With that, I quote Jeremy Grantham in one of his recent writing:
The fundamentals are improving. The global economy is in sync for the first time in a dozen years and global profit margins are at a high; in the US, a corporate tax cut is on the way, which in today’s sticky, more monopolistic world, is unlikely to be quickly competed away as theory suggests, but very likely to further fatten the corporate share of the GDP pie.
There is just no sign of corporate future earnings to decline, excluding a big external shock such as trade war. Therefore, I am just presenting the argument that the decline may not be sustainable.
Yes, interest rate is rising, but the corporate debt to equity is at its lowest level in the past decade (the data itself, however, doesn’t prove anything, as 2007 corporate debut to equity level is also very low but we all know what happened in 2008).
What’s your side of argument of corporate earning decline except the trade war? Trump’s tweet on FANG stocks isn’t going to have a long-lasting effect.
April 2, 2018 at 1:46 PM #809802CoronitaParticipant[quote=carlsbadworker]Of course, I don’t know anything about what’s going to happen in the future, but I am just trying to make a more educated guess.
I completely agree with you that if the trade war happens, stock market will crash from here. The discussion is ONLY to assume that it won’t happen, as both China and US do not really want escalation in the trade war.

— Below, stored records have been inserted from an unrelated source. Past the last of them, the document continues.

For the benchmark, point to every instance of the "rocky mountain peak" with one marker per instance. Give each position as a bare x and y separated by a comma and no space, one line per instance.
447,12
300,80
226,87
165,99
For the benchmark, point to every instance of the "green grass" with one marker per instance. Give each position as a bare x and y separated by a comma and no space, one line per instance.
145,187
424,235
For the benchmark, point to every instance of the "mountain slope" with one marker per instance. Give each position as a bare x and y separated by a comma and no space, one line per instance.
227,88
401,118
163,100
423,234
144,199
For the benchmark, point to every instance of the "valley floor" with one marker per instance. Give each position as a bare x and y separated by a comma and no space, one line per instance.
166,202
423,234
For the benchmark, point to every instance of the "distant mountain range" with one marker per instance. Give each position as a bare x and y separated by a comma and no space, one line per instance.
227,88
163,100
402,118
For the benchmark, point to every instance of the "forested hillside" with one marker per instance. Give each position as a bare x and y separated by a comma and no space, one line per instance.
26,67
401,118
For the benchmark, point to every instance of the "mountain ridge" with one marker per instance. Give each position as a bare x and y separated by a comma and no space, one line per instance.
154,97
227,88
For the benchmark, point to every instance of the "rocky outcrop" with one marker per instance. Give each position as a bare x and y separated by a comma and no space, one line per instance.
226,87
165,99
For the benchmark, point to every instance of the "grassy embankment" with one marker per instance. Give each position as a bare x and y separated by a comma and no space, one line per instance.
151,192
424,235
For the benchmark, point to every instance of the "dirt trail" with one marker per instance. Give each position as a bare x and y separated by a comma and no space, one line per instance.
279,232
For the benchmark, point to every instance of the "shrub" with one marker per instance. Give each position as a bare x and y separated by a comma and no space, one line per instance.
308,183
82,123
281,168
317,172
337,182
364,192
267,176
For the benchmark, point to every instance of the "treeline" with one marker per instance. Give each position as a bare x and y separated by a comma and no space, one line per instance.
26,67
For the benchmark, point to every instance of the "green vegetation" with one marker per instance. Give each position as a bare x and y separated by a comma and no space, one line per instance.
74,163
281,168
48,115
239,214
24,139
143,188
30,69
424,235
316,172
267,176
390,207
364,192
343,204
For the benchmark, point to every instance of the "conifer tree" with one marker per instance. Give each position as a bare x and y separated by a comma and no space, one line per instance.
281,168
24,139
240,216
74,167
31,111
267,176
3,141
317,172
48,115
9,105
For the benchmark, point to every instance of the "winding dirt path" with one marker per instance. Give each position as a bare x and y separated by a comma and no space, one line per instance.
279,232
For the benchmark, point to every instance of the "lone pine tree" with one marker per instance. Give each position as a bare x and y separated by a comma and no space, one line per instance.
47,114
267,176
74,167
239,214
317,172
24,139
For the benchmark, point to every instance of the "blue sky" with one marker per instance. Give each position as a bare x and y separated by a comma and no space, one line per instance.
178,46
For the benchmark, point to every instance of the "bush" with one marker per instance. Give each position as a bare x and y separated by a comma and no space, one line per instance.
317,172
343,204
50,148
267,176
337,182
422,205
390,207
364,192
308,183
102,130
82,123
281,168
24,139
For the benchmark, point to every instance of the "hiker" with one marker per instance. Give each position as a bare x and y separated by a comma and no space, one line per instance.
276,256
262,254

With that, I quote Jeremy Grantham in one of his recent writing:
The fundamentals are improving. The global economy is in sync for the first time in a dozen years and global profit margins are at a high; in the US, a corporate tax cut is on the way, which in today’s sticky, more monopolistic world, is unlikely to be quickly competed away as theory suggests, but very likely to further fatten the corporate share of the GDP pie.

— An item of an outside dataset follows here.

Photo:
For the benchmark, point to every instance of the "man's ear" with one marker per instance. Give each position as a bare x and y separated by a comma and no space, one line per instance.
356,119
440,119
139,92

There is just no sign of corporate future earnings to decline, excluding a big external shock such as trade war. Therefore, I am just presenting the argument that the decline may not be sustainable.
Yes, interest rate is rising, but the corporate debt to equity is at its lowest level in the past decade (the data itself, however, doesn’t prove anything, as 2007 corporate debut to equity level is also very low but we all know what happened in 2008).
What’s your side of argument of corporate earning decline except the trade war? Trump’s tweet on FANG stocks isn’t going to have a long-lasting effect.[/quote]
My only argument is the trade war or at least the fear of it, causing a stock selloff, which makes shareholders upset, which causes companies to cut back/layoff people, which then leads to a cut in consumer spending. And I agree, if that happens, the markets are in big trouble.
But to some extent, I already think there’s already some damage done.Me thinks the markets and economy in general has a lot more to do with how people feel than how it really is, followed by perception turning in reality. But who knows. Interesting times though. Long term, this will just be a blip, so drip drip drip invest away.
Personally, I don’t think rising rates are really that big a deal. but that’s just me.